The Canvas model also has a focus on financial consideration divided into the revenue streams and cost structure. The revenue streams represent what a business must ask of itself for each of the segments created, it needs ask the value that a customer segment is able and willing to pay for.

If the question can be answered, it can unlock how many revenue streams can be generated from each customer segment. One important consideration is that each revenue stream could have different pricing mechanisms which could be market dependent, volume dependent etc.

Revenue streams

The Canvas model also defines two types of revenue streams which can involve transaction revenues resulting from one-time customer payments or recurring revenues resulting from ongoing payments to either deliver a value proposition to customers or provide post-purchase customer support.
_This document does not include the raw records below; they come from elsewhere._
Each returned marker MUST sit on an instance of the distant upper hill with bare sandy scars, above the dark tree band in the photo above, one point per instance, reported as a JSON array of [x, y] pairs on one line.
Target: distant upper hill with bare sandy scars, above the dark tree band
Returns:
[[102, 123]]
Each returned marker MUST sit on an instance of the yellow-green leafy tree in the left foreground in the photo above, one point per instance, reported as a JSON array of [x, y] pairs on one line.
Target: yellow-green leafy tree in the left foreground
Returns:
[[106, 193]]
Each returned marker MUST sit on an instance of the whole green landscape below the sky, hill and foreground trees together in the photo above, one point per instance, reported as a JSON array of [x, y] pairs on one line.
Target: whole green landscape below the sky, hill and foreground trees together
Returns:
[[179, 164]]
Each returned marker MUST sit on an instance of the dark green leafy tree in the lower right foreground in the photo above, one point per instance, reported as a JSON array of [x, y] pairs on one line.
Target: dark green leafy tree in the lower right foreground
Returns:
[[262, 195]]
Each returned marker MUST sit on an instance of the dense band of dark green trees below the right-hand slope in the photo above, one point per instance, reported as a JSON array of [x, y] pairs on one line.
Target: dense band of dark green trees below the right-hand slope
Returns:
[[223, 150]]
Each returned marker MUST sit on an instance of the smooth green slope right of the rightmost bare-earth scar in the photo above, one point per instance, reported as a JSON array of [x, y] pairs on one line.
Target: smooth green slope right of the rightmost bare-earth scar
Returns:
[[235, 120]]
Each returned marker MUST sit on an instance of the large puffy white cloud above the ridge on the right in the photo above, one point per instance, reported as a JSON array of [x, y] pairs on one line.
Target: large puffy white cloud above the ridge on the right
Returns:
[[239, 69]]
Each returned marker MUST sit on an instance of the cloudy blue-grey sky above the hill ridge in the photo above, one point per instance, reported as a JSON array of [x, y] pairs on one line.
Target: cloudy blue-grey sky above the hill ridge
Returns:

The other important financial consideration is the costs incurred while creating, delivering value, maintaining customer relationships and generating revenue.

It is easy to calculate and determine the relevant costs when key resources, key activities and key partnerships are identified. The question to answer around cost is what are those important costs inherent in our business model? Which key resources and activities are most expensive?

In a 2008, in a Harvard Business Review Article ‘Reinventing Your Business Model, – Johnson, Christensen, Kagermann (2008)’ wrote;  “Successful companies already operate according to a business model that can be broken down into four elements; a customer value proposition that fulfils an important job for the customer in a better way than competitors offerings do; a profit formula that lays out how the company makes money delivering the value proposition; and the key resources and key processes needed to deliver that proposition.” These elements as described earlier are necessary considerations in any business enterprise and the Canvas model simplifies a way to a look at this

A canvas business model distills the value proposition in a business and ensures that the conversation at those executive management committees centers on creating, delivering value, maintaining customer relationships and generating revenue.